CONCLUSIONS: This study highlights that VM modifications are significantly associated with the diversity and complexity of TME, revealing new features of the immune microenvironment in lung adenocarcinoma and providing a new strategy for immunotherapy. Screening ANLN as a critical target for vasculogenic mimicry in lung adenocarcinoma provides a novel perspective for the targeted treatment of lung adenocarcinoma.
摘要:
背景:最近关于血管生成拟态(VM)在致瘤性和进展中的生物学意义的研究强调了这一点。然而,目前尚不清楚VM是否也在免疫调节和肿瘤微环境(TME)形成中发挥潜在作用.

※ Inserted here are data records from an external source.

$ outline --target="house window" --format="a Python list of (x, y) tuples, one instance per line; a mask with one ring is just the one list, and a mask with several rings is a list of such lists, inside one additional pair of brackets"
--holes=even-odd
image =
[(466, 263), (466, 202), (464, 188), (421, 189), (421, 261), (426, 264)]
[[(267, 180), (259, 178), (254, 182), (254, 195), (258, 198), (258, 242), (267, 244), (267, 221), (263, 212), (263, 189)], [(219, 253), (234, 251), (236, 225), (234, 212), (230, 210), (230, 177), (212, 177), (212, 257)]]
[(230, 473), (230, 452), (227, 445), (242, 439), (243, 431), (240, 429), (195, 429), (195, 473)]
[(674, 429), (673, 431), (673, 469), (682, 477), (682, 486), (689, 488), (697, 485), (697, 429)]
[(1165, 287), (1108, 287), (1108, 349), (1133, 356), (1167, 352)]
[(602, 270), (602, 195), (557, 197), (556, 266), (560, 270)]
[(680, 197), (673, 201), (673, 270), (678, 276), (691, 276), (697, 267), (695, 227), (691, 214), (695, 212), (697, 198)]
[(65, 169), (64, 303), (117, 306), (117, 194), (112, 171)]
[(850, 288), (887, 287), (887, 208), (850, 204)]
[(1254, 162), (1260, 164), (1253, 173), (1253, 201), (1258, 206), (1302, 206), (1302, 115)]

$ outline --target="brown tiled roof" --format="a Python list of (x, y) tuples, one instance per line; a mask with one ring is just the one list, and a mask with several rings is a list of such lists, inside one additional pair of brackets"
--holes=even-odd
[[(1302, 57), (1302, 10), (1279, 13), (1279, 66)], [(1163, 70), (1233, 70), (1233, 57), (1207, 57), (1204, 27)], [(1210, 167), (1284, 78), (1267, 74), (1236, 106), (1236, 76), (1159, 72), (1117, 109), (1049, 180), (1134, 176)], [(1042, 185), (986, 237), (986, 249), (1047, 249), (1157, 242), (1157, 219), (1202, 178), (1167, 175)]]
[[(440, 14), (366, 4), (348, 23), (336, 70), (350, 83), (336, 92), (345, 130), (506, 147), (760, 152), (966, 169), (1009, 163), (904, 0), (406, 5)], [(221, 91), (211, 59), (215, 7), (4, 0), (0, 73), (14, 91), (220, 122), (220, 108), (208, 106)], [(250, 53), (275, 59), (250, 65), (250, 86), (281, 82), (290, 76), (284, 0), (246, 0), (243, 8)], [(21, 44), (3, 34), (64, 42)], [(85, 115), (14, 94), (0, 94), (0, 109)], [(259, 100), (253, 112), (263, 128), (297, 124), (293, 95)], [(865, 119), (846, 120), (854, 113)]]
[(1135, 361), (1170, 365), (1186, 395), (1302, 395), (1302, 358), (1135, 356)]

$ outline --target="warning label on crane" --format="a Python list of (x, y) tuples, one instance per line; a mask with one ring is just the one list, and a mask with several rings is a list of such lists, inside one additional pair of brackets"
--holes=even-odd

方法:为了确定非小细胞肺腺癌中VM改变的模式和VM相关的遗传特征,我们已经筛选了309个VM调节器,并通过NMF算法进行了一致分子分型。ssGSEA和CIBORSORT算法用于测量不同免疫细胞亚群的相对浸润。评估具有免疫应答的个体肿瘤的具有基于分型的差异基因的VM的改变模式。
结果:在490个LUAD样本中,我们建立了与不同临床结局和生化通路相关的两种独特的VM改变模式.TME表征表明,观察到的VM模式主要被细胞增殖和代谢途径饱和,而C1型免疫细胞浸润更高。构建血管生成拟态相关基因(VMRG)风险评分,将肺腺癌患者分为得分高、得分低的亚组。得分较低的患者具有更好的免疫学评分和更长的生存时间。经进一步调查,较高的分数与较高的肿瘤突变负荷(TMB)呈正相关,M1型巨噬细胞和免疫检查点分子。然而,在另外两个免疫疗法队列中,得分较低的个体具有增强的免疫应答和持久的治疗获益.最后,我们从VMRG模型监测ANLN基因,在肺腺癌组织中高表达,与预后呈负相关;在肺腺癌细胞株中高表达,ANLN的敲除引起VEGFA的低表达,MMP2和MMP9。
结论:本研究强调VM修饰与TME的多样性和复杂性显著相关。揭示了肺腺癌免疫微环境的新特征,为免疫治疗提供了新的策略。筛选ANLN作为肺腺癌血管生成拟态的关键靶点,为肺腺癌的靶向治疗提供了新的视角。
方法:为了确定非小细胞肺腺癌中VM改变的模式和VM相关的遗传特征,我们已经筛选了309个VM调节器,并通过NMF算法进行了一致分子分型。ssGSEA和CIBORSORT算法用于测量不同免疫细胞亚群的相对浸润。评估具有免疫应答的个体肿瘤的具有基于分型的差异基因的VM的改变模式。
结果:在490个LUAD样本中,我们建立了与不同临床结局和生化通路相关的两种独特的VM改变模式.TME表征表明,观察到的VM模式主要被细胞增殖和代谢途径饱和,而C1型免疫细胞浸润更高。构建血管生成拟态相关基因(VMRG)风险评分,将肺腺癌患者分为得分高、得分低的亚组。得分较低的患者具有更好的免疫学评分和更长的生存时间。经进一步调查,较高的分数与较高的肿瘤突变负荷(TMB)呈正相关,M1型巨噬细胞和免疫检查点分子。然而,在另外两个免疫疗法队列中,得分较低的个体具有增强的免疫应答和持久的治疗获益.最后,我们从VMRG模型监测ANLN基因,在肺腺癌组织中高表达,与预后呈负相关;在肺腺癌细胞株中高表达,ANLN的敲除引起VEGFA的低表达,MMP2和MMP9。
结论:本研究强调VM修饰与TME的多样性和复杂性显著相关。揭示了肺腺癌免疫微环境的新特征,为免疫治疗提供了新的策略。筛选ANLN作为肺腺癌血管生成拟态的关键靶点,为肺腺癌的靶向治疗提供了新的视角。